Multicultural Center Gains Funding
Thursday, April 17, 2008
Category: News > University > Academics and Administration
A memorandum of understanding that will increase funding for the campus' temporary multicultural center was signed between UC Berkeley Chancellor Robert Birgeneau and ASUC President Van Nguyen yesterday.
The agreement states that the current center in Heller Lounge will receive more than $100,000 in funding from the campus over the next three years and will expand to include the Open Computing Facility in the Martin Luther King, Jr.

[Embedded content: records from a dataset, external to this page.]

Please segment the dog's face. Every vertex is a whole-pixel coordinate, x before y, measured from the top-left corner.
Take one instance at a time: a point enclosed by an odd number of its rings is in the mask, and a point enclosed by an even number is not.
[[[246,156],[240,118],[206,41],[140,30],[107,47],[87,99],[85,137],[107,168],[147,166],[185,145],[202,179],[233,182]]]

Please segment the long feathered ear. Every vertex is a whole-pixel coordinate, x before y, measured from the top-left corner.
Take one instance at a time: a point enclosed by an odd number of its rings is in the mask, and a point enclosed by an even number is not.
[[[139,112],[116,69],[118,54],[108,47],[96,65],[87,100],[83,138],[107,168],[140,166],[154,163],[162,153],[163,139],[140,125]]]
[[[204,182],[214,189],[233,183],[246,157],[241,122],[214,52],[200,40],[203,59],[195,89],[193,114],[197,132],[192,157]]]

Student Union building.
The memorandum also establishes a 26-person advisory board with students from dozens of the campus' cultural groups and appoints a full-time staff representative to help oversee the center's operations.
The current center is the second step in a three-phase plan to build a permanent facility, and while ASUC officials acknowledge that the agreement is critical, they emphasized that much more progress still needs to be made.

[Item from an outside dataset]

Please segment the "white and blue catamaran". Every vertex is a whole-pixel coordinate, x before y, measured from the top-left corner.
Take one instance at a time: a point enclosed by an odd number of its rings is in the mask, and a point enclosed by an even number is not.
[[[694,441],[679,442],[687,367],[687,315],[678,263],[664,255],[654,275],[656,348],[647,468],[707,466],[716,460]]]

"There is definitely a lot of work that still needs to be done, but I think this is a good compromise between the students and the university," Nguyen said.
Ultimately, student and campus officials hope to create a renovated center on Lower Sproul Plaza to serve the student population's needs.

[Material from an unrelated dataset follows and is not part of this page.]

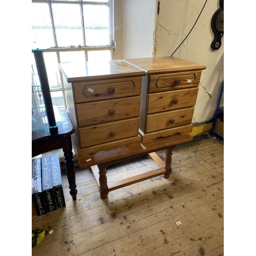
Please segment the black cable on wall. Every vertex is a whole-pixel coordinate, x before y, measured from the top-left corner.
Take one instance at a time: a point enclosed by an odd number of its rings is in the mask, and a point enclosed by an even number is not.
[[[186,36],[186,37],[185,37],[185,39],[181,42],[180,45],[177,47],[177,48],[176,49],[176,50],[175,50],[175,51],[174,51],[174,52],[170,55],[170,56],[172,56],[174,54],[174,53],[175,53],[175,52],[180,48],[180,46],[184,42],[184,41],[185,41],[185,40],[186,40],[187,39],[187,37],[189,35],[189,34],[190,33],[191,31],[192,31],[192,30],[193,30],[194,27],[196,26],[196,24],[197,24],[197,22],[198,20],[198,19],[199,18],[199,17],[200,16],[201,14],[202,13],[202,12],[203,11],[203,10],[204,9],[204,7],[205,6],[205,5],[206,4],[206,3],[207,3],[207,1],[208,0],[206,0],[205,3],[204,3],[204,5],[203,6],[203,8],[202,8],[202,10],[201,10],[200,13],[199,13],[199,15],[197,17],[197,19],[196,20],[196,22],[195,23],[195,24],[194,25],[193,27],[192,27],[192,28],[191,29],[190,31],[189,31],[189,33],[188,33],[188,34]]]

"I truly hope that this will be part of the Lower Sproul development, which I will personally make a very high priority, and I hope that students will support it when the referendum comes out," Birgeneau said.
The multicultural center was first created in 1999 after a coalition of student groups led a series of demonstrations and hunger strikes protesting budget cuts to the campus' ethnic studies department.
In 2004, the ASUC provided space in the Martin Luther King, Jr. Student Union for the campus' underrepresented communities.
Both campus officials and ASUC administrators said that yesterday's agreement will bring the campus closer to its goal of creating an intellectual hub where different student groups can learn from one another.
"(Yesterday's) signing is a powerful, historic moment and an important step in the struggle to have students' concerns prioritized by the university," said Taylor Allbright, ASUC executive vice president.